The moves by the government to try to control online media, a recently new development, were addressed in a report by the Centre for Policy Alternatives, an NGO based in Colombo. “The censorious attitudes towards media freedom and the freedom of expression more generally are increasingly evident in the online sphere,” it said.
“The insidious attempts to regulate online content; block websites; the attacks on journalists…and repeated statements from government officials threatening those who provide alternative and dissenting views do not bode well for the future of online freedom of expression in the country.”
The minister for mass media and information, Dr Keheliya Rambukwella, could not be reached for comment, but the government has always adamantly denied any involvement in attacks on journalists. Among the goals of its national media policy is to “safeguard the right of all citizens to express their views via any and all media and to receive, provide and gather information required for the proper functioning of society”.
After the attack on his office in 2006, Mr Kaanamylnathan took a decision not to repair either the bullet holes in the yellow walls nor the plastic-topped table, around which the senior journalists gather every afternoon do decide what stories will appear on the following day’s front page. He said: “We have kept it like this because if we did not, people would not believe us.”

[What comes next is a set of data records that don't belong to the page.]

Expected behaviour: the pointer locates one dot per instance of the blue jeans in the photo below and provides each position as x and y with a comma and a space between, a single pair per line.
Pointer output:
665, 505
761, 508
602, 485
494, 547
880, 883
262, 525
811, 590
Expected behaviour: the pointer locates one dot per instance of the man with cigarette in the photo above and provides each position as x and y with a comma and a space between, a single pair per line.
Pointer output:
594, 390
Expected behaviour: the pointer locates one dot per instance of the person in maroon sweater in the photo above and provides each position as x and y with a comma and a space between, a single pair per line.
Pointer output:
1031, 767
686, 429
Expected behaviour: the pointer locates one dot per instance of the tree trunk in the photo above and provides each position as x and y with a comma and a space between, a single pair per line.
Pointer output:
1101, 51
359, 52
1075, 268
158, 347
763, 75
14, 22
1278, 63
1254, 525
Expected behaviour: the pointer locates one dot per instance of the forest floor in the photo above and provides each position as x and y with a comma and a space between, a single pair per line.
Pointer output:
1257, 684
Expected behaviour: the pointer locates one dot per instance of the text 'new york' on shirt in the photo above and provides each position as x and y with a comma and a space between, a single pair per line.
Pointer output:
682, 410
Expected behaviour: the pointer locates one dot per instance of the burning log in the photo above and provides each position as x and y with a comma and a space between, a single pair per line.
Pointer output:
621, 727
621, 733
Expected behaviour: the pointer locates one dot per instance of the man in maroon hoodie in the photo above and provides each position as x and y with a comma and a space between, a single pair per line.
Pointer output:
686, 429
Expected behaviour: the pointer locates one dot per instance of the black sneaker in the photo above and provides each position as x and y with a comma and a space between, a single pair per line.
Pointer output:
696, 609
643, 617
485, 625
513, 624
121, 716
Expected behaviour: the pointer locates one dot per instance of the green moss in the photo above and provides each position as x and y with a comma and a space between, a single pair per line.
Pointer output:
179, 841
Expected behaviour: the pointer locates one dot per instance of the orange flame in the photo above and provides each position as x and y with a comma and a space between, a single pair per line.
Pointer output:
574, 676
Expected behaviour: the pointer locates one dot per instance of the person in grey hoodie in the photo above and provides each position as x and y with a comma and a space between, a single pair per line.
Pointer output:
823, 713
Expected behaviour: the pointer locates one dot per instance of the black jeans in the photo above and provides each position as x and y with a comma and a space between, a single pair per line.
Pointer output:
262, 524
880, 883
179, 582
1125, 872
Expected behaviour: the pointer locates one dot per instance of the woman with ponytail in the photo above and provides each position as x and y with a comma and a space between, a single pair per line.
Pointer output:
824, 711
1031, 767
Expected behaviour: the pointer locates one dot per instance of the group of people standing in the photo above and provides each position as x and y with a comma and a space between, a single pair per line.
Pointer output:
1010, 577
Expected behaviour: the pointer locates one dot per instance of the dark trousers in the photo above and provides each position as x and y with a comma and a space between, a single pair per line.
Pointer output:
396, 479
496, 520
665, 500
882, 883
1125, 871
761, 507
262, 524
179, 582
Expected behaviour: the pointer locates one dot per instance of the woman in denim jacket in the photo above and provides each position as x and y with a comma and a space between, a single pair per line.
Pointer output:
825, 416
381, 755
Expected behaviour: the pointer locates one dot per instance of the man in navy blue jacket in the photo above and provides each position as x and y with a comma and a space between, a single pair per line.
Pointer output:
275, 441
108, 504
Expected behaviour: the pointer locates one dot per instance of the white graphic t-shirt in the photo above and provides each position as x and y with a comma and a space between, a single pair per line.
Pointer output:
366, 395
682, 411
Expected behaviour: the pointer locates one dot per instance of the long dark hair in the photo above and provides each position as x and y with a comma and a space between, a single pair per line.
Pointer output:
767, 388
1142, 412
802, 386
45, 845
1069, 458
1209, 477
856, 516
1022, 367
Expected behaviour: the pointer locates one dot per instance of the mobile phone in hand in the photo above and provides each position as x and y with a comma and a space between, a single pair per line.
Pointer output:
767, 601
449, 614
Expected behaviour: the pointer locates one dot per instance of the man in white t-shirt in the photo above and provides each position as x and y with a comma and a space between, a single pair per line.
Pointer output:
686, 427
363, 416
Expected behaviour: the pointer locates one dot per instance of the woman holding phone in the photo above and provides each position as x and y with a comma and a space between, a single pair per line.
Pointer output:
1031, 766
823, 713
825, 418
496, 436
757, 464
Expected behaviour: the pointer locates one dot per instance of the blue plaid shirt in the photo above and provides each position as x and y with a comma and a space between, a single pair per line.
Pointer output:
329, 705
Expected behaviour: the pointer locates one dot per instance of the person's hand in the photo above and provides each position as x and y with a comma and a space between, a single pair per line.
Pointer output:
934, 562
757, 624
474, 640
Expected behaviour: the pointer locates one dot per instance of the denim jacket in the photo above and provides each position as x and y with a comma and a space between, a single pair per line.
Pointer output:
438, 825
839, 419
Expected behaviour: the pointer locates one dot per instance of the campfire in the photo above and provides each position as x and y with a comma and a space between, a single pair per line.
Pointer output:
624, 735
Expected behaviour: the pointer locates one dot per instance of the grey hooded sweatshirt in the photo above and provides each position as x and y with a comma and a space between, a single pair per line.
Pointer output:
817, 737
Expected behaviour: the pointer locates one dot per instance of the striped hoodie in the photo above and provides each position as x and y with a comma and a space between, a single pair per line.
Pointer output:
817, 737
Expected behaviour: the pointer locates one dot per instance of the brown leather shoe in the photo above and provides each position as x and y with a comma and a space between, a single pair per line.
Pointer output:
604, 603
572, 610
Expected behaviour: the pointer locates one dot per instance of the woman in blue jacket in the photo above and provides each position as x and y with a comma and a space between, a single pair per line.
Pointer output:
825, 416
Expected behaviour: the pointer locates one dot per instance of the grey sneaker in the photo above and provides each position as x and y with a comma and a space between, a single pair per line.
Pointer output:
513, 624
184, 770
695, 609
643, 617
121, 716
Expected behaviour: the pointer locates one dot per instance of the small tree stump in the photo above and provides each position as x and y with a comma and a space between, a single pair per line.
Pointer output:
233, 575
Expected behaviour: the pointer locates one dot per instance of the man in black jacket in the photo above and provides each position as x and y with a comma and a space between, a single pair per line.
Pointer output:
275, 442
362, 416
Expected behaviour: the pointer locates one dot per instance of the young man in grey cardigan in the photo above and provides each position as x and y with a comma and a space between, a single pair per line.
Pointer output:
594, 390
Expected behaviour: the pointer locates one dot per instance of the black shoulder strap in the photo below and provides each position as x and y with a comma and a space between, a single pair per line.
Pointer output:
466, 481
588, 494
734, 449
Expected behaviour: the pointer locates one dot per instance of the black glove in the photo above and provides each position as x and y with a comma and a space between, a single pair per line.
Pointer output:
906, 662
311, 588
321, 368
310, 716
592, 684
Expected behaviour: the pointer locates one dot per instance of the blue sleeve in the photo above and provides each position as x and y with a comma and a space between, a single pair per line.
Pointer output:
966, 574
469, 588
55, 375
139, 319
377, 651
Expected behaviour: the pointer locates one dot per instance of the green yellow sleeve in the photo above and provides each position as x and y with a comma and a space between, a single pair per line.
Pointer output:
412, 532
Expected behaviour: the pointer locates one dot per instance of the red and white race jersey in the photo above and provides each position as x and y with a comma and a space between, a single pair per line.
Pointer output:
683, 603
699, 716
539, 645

A government-appointed body set-up to look into the civil war has reportedly concluded no state should be asked to “suspend military operations aimed at rescuing civilians forcibly held by a heavily armed terrorist group”.
The Island newspaper, known to be close to the government, said the Lessons Learnt and Reconciliation Commission (LLRC) had noted that while humanitarian law prohibits the targeting of civilians, it permits com-bat operations to rescue “hostages”. The report is not yet public.
A UN panel concluded there were “credible allegations” both government troops and the LTTE committed war crimes. It said tens of thousands of civilians may have died and called for an independent inquiry. The government dismissed the claims and established the LLRC.